On today’s date in 1955, Leopold Stokowski gave his first concert as the new music director of the Houston Symphony — or, as Stoki pronounced it, the “Hooston Symphony.” It was a major cultural event in those days. NBC even televised a bit of the famously white-maned conductor rehearsing the Texans in a brand-new work that Stokowski had commissioned for the occasion: the second symphony of Alan Hovhaness, subtitled Mysterious Mountain.
At the time, Hovhaness explained his subtitle as follows: “Mountains are symbols, like pyramids, of man’s attempt to know God. Mountains are symbolic meeting places between the mundane and spiritual worlds.”
The new piece proved to be a terrific success for all concerned. The next day, the Houston Post’s music critic wrote, “The real mystery of Mysterious Mountain is that it should be so simple, sweetly, innocently lovely in an age that has tried so terribly hard to avoid those impressions in music.”
For his part, Hovhaness once said, “Things that are complicated tend to disappear and get lost. Simplicity is difficult, not easy.”
Before his death in 2000, Hovhaness would complete 67 symphonies.

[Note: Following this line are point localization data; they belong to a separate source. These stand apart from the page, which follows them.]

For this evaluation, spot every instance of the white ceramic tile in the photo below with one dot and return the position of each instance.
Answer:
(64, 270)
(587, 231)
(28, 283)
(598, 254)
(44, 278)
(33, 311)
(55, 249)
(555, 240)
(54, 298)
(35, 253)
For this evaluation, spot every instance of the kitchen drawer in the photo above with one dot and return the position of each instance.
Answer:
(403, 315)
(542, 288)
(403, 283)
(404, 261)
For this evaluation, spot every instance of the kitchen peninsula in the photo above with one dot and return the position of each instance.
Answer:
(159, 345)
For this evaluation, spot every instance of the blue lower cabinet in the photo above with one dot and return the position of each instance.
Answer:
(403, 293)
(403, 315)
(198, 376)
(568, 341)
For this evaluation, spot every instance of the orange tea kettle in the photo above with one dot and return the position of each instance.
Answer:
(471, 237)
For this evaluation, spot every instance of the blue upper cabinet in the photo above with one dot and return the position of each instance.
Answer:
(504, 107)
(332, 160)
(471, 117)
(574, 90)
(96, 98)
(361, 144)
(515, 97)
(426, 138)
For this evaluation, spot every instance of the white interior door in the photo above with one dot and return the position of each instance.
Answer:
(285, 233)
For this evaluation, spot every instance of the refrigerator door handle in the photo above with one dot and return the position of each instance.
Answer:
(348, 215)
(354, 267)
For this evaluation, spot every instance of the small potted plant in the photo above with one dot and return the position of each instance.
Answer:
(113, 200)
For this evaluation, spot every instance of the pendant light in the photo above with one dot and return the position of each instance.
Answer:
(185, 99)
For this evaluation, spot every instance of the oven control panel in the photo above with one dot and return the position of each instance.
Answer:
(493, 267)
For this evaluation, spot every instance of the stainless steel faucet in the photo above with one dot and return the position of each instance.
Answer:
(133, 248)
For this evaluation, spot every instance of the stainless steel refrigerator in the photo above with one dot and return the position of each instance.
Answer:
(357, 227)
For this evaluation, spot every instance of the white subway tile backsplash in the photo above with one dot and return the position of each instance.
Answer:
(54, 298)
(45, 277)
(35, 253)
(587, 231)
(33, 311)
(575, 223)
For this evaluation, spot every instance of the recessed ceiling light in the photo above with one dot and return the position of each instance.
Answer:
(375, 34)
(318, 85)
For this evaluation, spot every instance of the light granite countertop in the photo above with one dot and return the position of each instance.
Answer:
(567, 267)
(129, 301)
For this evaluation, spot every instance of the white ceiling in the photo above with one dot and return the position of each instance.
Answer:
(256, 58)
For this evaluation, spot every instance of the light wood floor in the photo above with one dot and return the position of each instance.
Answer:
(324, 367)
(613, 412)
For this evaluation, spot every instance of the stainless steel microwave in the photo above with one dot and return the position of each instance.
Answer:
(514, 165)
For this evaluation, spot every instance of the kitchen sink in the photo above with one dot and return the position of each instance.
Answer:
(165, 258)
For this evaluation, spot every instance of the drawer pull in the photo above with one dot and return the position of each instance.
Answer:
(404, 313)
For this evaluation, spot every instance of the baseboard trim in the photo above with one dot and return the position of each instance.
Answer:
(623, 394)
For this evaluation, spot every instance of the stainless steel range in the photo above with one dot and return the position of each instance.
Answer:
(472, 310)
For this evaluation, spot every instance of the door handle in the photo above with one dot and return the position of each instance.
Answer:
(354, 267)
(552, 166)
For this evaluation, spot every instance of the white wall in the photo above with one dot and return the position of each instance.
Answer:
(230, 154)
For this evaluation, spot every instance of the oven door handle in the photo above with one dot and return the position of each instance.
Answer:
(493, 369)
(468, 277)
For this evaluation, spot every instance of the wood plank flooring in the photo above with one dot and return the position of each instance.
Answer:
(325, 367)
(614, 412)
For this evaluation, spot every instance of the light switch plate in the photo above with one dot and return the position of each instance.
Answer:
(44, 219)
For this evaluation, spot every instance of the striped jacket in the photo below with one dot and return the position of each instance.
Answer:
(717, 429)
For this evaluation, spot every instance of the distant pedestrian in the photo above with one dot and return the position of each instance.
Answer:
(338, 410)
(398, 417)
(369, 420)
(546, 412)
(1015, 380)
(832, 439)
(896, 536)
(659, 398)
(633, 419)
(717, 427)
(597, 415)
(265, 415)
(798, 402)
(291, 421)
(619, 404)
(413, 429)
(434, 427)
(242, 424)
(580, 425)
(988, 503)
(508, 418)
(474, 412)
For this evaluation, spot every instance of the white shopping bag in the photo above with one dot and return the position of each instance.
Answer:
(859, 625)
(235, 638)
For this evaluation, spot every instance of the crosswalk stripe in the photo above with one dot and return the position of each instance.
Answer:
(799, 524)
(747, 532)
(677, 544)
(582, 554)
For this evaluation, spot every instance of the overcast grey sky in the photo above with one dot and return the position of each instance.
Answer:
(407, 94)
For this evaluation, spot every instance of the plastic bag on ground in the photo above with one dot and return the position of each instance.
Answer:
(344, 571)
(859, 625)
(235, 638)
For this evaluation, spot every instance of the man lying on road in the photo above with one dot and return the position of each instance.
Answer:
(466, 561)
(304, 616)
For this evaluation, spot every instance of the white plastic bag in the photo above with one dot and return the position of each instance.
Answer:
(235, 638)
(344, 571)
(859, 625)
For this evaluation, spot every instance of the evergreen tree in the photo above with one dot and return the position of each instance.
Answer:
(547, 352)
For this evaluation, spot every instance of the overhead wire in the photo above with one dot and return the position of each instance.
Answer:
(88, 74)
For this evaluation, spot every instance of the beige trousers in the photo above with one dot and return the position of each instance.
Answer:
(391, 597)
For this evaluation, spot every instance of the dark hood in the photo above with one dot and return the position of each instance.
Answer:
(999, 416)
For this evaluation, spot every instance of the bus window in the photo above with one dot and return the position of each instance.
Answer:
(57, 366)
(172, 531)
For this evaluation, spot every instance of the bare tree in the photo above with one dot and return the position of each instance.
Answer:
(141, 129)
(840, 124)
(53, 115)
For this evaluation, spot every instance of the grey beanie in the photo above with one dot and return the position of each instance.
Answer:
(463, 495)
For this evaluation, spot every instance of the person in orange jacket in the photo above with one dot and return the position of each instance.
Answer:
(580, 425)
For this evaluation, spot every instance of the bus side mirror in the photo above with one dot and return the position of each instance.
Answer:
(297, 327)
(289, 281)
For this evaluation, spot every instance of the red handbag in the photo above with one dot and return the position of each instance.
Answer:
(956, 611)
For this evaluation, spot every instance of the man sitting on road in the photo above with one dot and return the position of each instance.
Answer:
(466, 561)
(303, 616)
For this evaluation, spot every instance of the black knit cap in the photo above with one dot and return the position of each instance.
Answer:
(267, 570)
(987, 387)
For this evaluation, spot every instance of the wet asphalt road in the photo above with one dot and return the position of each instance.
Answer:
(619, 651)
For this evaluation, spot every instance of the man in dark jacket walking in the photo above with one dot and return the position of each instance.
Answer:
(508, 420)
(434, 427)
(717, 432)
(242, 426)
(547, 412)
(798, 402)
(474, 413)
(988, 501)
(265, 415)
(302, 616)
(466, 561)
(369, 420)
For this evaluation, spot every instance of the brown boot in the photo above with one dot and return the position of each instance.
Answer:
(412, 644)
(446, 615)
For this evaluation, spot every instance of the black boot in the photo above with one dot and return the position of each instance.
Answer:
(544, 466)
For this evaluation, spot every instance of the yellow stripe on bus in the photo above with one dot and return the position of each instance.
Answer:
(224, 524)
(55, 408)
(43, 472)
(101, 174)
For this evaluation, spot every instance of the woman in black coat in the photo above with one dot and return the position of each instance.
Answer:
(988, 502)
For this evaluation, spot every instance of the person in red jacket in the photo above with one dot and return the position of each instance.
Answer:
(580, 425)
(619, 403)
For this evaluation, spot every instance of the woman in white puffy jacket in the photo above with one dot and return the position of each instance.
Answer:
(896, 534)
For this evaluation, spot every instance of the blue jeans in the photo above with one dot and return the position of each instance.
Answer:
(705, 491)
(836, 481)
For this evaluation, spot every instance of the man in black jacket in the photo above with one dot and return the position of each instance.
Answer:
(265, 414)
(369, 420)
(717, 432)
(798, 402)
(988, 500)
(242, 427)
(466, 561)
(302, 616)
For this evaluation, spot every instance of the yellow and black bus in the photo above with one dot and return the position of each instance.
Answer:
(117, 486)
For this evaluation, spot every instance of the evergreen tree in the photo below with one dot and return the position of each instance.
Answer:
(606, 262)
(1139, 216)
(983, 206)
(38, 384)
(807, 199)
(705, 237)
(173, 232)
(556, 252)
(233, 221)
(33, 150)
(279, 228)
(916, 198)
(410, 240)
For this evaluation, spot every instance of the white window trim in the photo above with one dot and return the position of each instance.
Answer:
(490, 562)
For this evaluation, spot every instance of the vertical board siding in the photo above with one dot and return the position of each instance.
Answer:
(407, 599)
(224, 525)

Music Played in Today's Program
Alan Hovhaness (1911 – 2000) Symphony No. 2 (Mysterious Mountain) - London Symphony; John Williams, cond. Sony Classical 62729
On This Day
1833 - Russian composer Alexander Borodin, in St. Petersburg (Gregorian date: Nov. 12);
1806 - American composer Louise Talma, in Arcachon, France;
1949 - Cuban-American composer and conductor Odaline de la Martinez, in Matanzas, Cuba;
1870 - Hungarian composer Mihály Mosonyi (Michael Brand), age 55, in Pest;
1724 - Handel: opera "Tamerlano" in London at the King's Theater in the Haymarket (Gregorian date: Nov. 11); This was the London debut of the Italian tenor Francesco Borosini in a work by Handel;
1865 - Brahms: "Theme and Variations" in d (after slow movement of Brahms' String Sextet No. 1), in Frankfurt am Main;
1866 - Offenbach: operetta, "La Vie Parisienne," in Paris, at the Palais-Royal;
1875 - Saint-Saëns: Piano Concerto No. 4 in c, Op. 44, in Paris at a concert conducted by Edouard Colonne, with the composer as soloist;
1891 - Mascagni: opera "L'amico Fritz," at the Teatro Costanzi in Rome;
1924 - Hindemith: "Kammermusik" No. 2, Op. 36, no. 1, in Frankfurt, with Clemens Kraus conducting and Emma Lübbecke-Job the piano soloist;
1932 - Prokofiev: Piano Concerto No. 5, by the Berlin Philharmonic, Wilhelm Furtwängler conducting, with the composer as soloist;
1947 - Chávez: "Toccata" for percussion, in Mexico City;
1949 - Mark Blitzstein: opera "Regina," in New York City;
1955 - Hovhaness: Symphony No. 2 ("Mysterious Mountain"), by the Houston Symphony, Leopold Stokowski conducting;
1966 - Stravinsky: "The Owl and the Pussycat" (dedicated to Vera Stravinsky), in Los Angeles; This was Stravinsky's last composition;
1970 - Crumb: "Ancient Voices of Children," in Washington, D.C.;
1985 - Rorem: "String Symphony," by the Atlanta Symphony, Robert Shaw conducting.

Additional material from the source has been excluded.